Origin-destination(OD) Extraction and aggregate taxi trips

Use the tbd.taxigps_to_od method and pass in the corresponding column name to extract the taxi trip OD:

[12]:
# Extract taxi OD from GPS data
oddata = tbd.taxigps_to_od(data,col = ['VehicleNum', 'Time', 'Lng', 'Lat', 'OpenStatus'])
oddata
[12]:
VehicleNum stime slon slat etime elon elat ID
427075 22396 00:19:41 114.013016 22.664818 00:23:01 114.021400 22.663918 0
131301 22396 00:41:51 114.021767 22.640200 00:43:44 114.026070 22.640266 1
417417 22396 00:45:44 114.028099 22.645082 00:47:44 114.030380 22.650017 2
376160 22396 01:08:26 114.034897 22.616301 01:16:34 114.035614 22.646717 3
21768 22396 01:26:06 114.046021 22.641251 01:34:48 114.066048 22.636183 4
... ... ... ... ... ... ... ... ...
57666 36805 22:37:42 114.113403 22.534767 22:48:01 114.114365 22.550632 5332
175519 36805 22:49:12 114.114365 22.550632 22:50:40 114.115501 22.557983 5333
212092 36805 22:52:07 114.115402 22.558083 23:03:27 114.118484 22.547867 5334
119041 36805 23:03:45 114.118484 22.547867 23:20:09 114.133286 22.617750 5335
224103 36805 23:36:19 114.112968 22.549601 23:43:12 114.089485 22.538918 5336

5337 rows × 8 columns

Aggregate the extracted OD and generate LineString GeoDataFrame

[13]:
# Gridding and aggragate data
od_gdf = tbd.odagg_grid(oddata, params)
od_gdf.head()
/opt/anaconda3/lib/python3.8/site-packages/pandas/core/dtypes/cast.py:91: ShapelyDeprecationWarning: The array interface is deprecated and will no longer work in Shapely 2.0. Convert the '.coords' to a numpy array instead.
  values = construct_1d_object_array_from_listlike(values)
[13]:
SLONCOL SLATCOL ELONCOL ELATCOL count SHBLON SHBLAT EHBLON EHBLAT geometry
0 40 62 45 68 1 113.794896 22.678790 113.819258 22.705769 LINESTRING (113.79490 22.67879, 113.81926 22.7...
3331 101 36 86 29 1 114.092111 22.561878 114.019026 22.530402 LINESTRING (114.09211 22.56188, 114.01903 22.5...
3330 101 35 105 30 1 114.092111 22.557381 114.111601 22.534898 LINESTRING (114.09211 22.55738, 114.11160 22.5...
3329 101 34 109 34 1 114.092111 22.552885 114.131091 22.552885 LINESTRING (114.09211 22.55288, 114.13109 22.5...
3328 101 34 103 34 1 114.092111 22.552885 114.101856 22.552885 LINESTRING (114.09211 22.55288, 114.10186 22.5...
[14]:
# Plot the grids
fig = plt.figure(1, (16, 6), dpi=150) # 确定图形高为6,宽为8;图形清晰度
ax1 = plt.subplot(111)
# data_grid_count.plot(ax=ax1, column='VehicleNum', legend=True, cmap='OrRd', scheme='quantiles')
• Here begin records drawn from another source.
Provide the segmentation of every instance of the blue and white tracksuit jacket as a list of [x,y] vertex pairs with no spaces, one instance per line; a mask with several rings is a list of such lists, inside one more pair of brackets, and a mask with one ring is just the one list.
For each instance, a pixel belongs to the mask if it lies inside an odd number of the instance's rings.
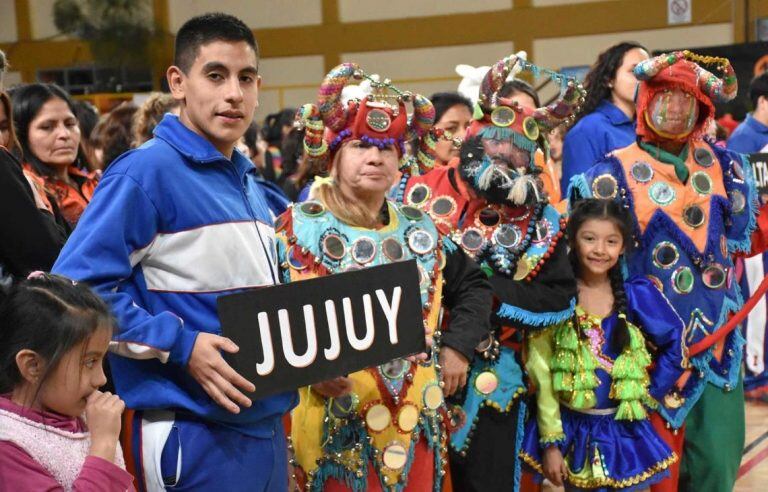
[[54,265],[110,303],[110,364],[129,408],[271,437],[295,404],[286,392],[231,414],[186,369],[197,334],[221,331],[219,295],[278,283],[273,217],[254,172],[166,115],[155,138],[109,167]]

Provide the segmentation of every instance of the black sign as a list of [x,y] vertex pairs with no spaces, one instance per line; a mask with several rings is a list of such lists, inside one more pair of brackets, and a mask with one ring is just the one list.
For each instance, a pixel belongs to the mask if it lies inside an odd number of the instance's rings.
[[755,175],[757,197],[760,205],[768,203],[768,154],[749,154],[752,173]]
[[416,261],[220,296],[226,354],[254,398],[424,352]]

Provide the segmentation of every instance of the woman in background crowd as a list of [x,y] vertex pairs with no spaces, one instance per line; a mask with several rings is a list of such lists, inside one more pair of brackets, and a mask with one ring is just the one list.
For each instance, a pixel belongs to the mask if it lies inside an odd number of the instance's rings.
[[568,191],[581,174],[612,150],[633,144],[635,135],[635,66],[648,59],[642,45],[623,42],[600,53],[584,81],[584,109],[563,144],[560,188]]
[[464,141],[464,134],[472,122],[472,102],[458,92],[438,92],[430,98],[435,106],[435,128],[450,134],[435,144],[435,166],[445,166],[459,156],[459,147],[450,139]]
[[179,114],[179,102],[170,94],[153,92],[141,103],[139,110],[133,114],[131,125],[133,147],[138,147],[152,138],[152,132],[165,113]]
[[93,140],[99,169],[106,170],[115,159],[133,147],[131,125],[138,110],[132,102],[123,102],[96,125]]
[[98,179],[87,172],[72,100],[53,84],[22,85],[11,91],[11,98],[24,172],[47,202],[45,207],[51,213],[58,208],[66,225],[74,228]]

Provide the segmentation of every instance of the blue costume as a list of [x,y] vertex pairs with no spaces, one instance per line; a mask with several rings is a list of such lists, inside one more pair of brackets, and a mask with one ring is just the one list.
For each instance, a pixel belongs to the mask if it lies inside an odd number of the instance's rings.
[[[630,337],[621,351],[609,343],[616,312],[599,318],[577,307],[578,328],[569,319],[528,338],[525,367],[538,388],[538,412],[521,455],[541,473],[543,449],[557,445],[569,469],[566,483],[579,488],[645,488],[677,459],[645,406],[655,407],[683,371],[683,322],[651,281],[636,277],[624,290]],[[656,348],[650,375],[646,339]]]

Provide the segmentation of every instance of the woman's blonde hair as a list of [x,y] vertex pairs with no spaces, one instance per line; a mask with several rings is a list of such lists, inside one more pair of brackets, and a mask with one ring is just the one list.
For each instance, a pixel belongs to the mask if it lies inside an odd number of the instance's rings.
[[179,106],[170,94],[153,92],[133,115],[133,146],[138,147],[152,138],[152,132],[165,113]]
[[333,156],[331,163],[330,179],[318,179],[310,189],[309,196],[319,200],[337,219],[355,227],[373,229],[379,225],[378,214],[371,212],[359,202],[350,200],[339,188],[339,165],[341,155],[344,153],[348,142],[345,142]]

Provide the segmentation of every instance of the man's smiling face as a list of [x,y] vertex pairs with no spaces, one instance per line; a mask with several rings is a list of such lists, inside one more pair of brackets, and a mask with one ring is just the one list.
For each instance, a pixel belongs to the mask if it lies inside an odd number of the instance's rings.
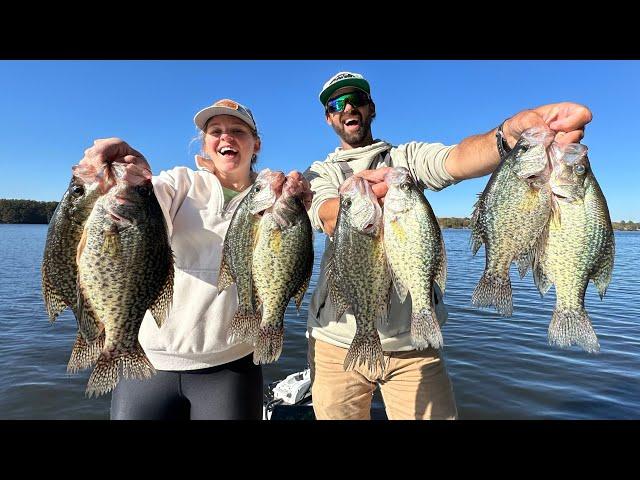
[[[331,95],[331,100],[351,92],[362,92],[355,87],[344,87],[336,90]],[[330,113],[327,111],[327,124],[331,125],[343,143],[343,148],[357,148],[372,143],[371,122],[375,118],[375,104],[373,101],[354,107],[349,101],[344,110]],[[346,144],[346,145],[345,145]]]

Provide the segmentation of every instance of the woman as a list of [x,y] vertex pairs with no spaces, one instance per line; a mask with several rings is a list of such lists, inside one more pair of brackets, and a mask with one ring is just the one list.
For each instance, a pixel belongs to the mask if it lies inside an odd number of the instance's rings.
[[[96,140],[81,161],[124,162],[125,180],[152,180],[175,257],[169,316],[158,329],[147,312],[139,333],[157,374],[121,378],[112,419],[262,418],[262,369],[253,363],[253,347],[226,341],[237,307],[235,285],[216,288],[229,222],[257,176],[252,166],[260,137],[251,111],[233,100],[202,109],[194,123],[202,138],[197,171],[175,167],[152,176],[144,156],[117,138]],[[291,175],[304,182],[297,172]]]

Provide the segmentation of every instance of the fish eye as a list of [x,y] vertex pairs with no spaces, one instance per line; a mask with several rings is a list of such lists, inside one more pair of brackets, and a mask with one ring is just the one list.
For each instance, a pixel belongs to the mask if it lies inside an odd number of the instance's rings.
[[577,164],[573,166],[573,171],[576,172],[578,175],[584,174],[585,170],[586,168],[584,168],[584,165]]
[[260,185],[259,183],[256,183],[255,191],[259,192],[260,190],[262,190],[262,185]]
[[344,208],[349,208],[351,206],[351,198],[344,197],[344,199],[342,200],[342,206]]
[[516,152],[516,156],[518,157],[522,156],[523,154],[527,153],[527,150],[529,150],[529,145],[527,143],[523,143],[518,148],[518,151]]
[[409,187],[410,187],[409,182],[405,182],[405,183],[400,184],[400,188],[402,190],[409,190]]
[[84,187],[82,185],[74,184],[71,187],[71,193],[76,197],[80,197],[84,195]]
[[136,191],[143,197],[148,197],[151,195],[151,186],[150,185],[138,185],[136,187]]

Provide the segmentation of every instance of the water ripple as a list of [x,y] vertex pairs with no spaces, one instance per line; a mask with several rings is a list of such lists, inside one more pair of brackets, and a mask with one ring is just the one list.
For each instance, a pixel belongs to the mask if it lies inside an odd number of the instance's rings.
[[[640,233],[616,232],[616,259],[603,300],[590,284],[585,304],[601,350],[548,345],[553,288],[541,297],[531,272],[511,270],[514,315],[503,318],[471,305],[484,268],[484,250],[472,256],[468,230],[445,230],[448,279],[444,356],[460,418],[640,418]],[[324,235],[316,235],[310,288],[300,312],[286,310],[283,353],[264,367],[265,384],[307,364],[306,318],[316,285]],[[109,395],[84,396],[90,371],[66,364],[76,335],[69,311],[50,324],[40,292],[45,225],[0,225],[0,419],[106,419]],[[380,396],[374,407],[380,407]]]

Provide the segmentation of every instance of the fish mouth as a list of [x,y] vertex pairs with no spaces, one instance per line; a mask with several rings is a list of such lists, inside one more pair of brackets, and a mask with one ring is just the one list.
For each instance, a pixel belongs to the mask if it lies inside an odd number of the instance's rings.
[[524,170],[524,171],[520,171],[520,172],[514,172],[516,174],[516,176],[524,181],[527,182],[528,184],[532,184],[532,183],[540,183],[540,182],[544,182],[547,180],[548,177],[548,169],[545,166],[541,166],[540,168],[530,168],[528,170]]
[[269,198],[261,200],[260,203],[254,205],[249,211],[252,215],[262,217],[266,212],[270,212],[273,210],[273,205],[276,203],[276,200],[277,196],[272,195]]
[[531,127],[522,132],[521,138],[524,138],[530,145],[543,145],[544,148],[548,148],[553,139],[555,133],[547,126]]
[[354,212],[354,217],[358,219],[355,224],[360,232],[367,235],[375,234],[378,225],[376,221],[378,215],[375,208],[370,208],[369,205],[366,205],[359,212]]
[[113,221],[113,223],[118,224],[119,227],[129,227],[134,224],[134,222],[123,215],[119,214],[113,206],[108,206],[105,208],[105,216],[109,220]]
[[364,227],[362,227],[362,233],[372,234],[375,233],[376,224],[373,222],[366,223]]
[[551,193],[556,199],[565,203],[572,203],[583,198],[579,189],[573,185],[553,185]]
[[[262,175],[262,172],[260,175]],[[268,178],[268,180],[265,181],[264,178]],[[260,216],[264,215],[266,211],[269,211],[280,195],[282,195],[282,188],[285,181],[286,177],[283,172],[272,172],[269,170],[268,174],[265,174],[260,180],[263,188],[256,193],[249,211],[253,215]]]
[[522,180],[527,182],[527,184],[531,187],[542,187],[546,181],[548,180],[548,176],[544,175],[544,172],[538,174],[527,175],[526,177],[521,177]]
[[111,220],[113,220],[116,223],[121,223],[124,221],[123,217],[120,217],[113,212],[108,212],[107,215],[109,215],[109,217],[111,217]]
[[121,215],[118,215],[113,210],[107,210],[107,217],[113,220],[113,222],[117,223],[118,225],[131,225],[130,220],[124,218]]

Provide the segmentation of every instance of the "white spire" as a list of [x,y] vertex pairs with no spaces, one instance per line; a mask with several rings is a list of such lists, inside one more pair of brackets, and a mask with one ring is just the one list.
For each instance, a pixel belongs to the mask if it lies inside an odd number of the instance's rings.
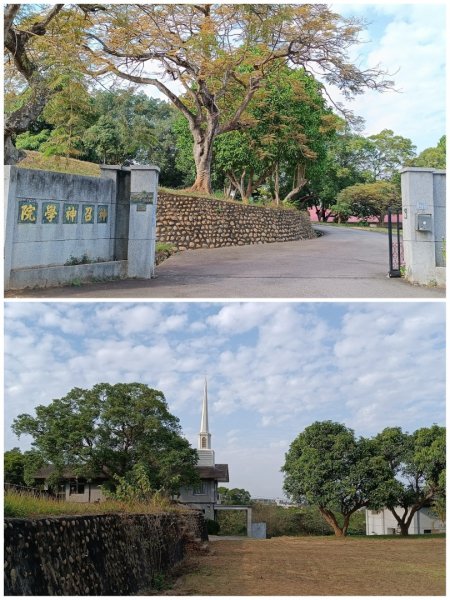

od_gdf.plot(ax=ax1, column='count', legend=True, scheme='quantiles')
plt.xticks([], fontsize=10)
plt.yticks([], fontsize=10)
plt.title('OD Trips', fontsize=12);
/opt/anaconda3/lib/python3.8/site-packages/mapclassify/classifiers.py:238: UserWarning: Warning: Not enough unique values in array to form k classes
  Warn(
/opt/anaconda3/lib/python3.8/site-packages/mapclassify/classifiers.py:241: UserWarning: Warning: setting k to 2
  Warn("Warning: setting k to %d" % k_q, UserWarning)
../_images/gallery_Example_1-Taxi_GPS_data_processing_27_1.png

Aggregate OD into polygons

TransBigData also provides the method for aggregating OD into polygons

[15]:
# Aggragate OD data to polygons
# without passing gridding parameters, the algorithm will map the data
# to polygons directly using their coordinates
od_gdf = tbd.odagg_shape(oddata, sz, round_accuracy=6)
fig = plt.figure(1, (16, 6), dpi=150) # 确定图形高为6,宽为8;图形清晰度
ax1 = plt.subplot(111)
od_gdf.plot(ax=ax1, column='count')
plt.xticks([], fontsize=10)
plt.yticks([], fontsize=10)
plt.title('OD Trips', fontsize=12);
/opt/anaconda3/lib/python3.8/site-packages/pandas/core/dtypes/cast.py:91: ShapelyDeprecationWarning: The array interface is deprecated and will no longer work in Shapely 2.0. Convert the '.coords' to a numpy array instead.
  values = construct_1d_object_array_from_listlike(values)
../_images/gallery_Example_1-Taxi_GPS_data_processing_30_1.png

Matplotlib-based map drawing

TransBigData also provide basemap loading in matplotlib. Before using this method, you need to set your mapboxtoken and the storage location for the basemap, see: this linktbd.plot_map to add basemap and tbd.plotscale to add scale and compass:

[16]:
# Create figure
fig = plt.figure(1, (10, 10), dpi=300)
ax = plt.subplot(111)
plt.sca(ax)

# Load basemap
tbd.plot_map(plt, bounds, zoom=12, style=4)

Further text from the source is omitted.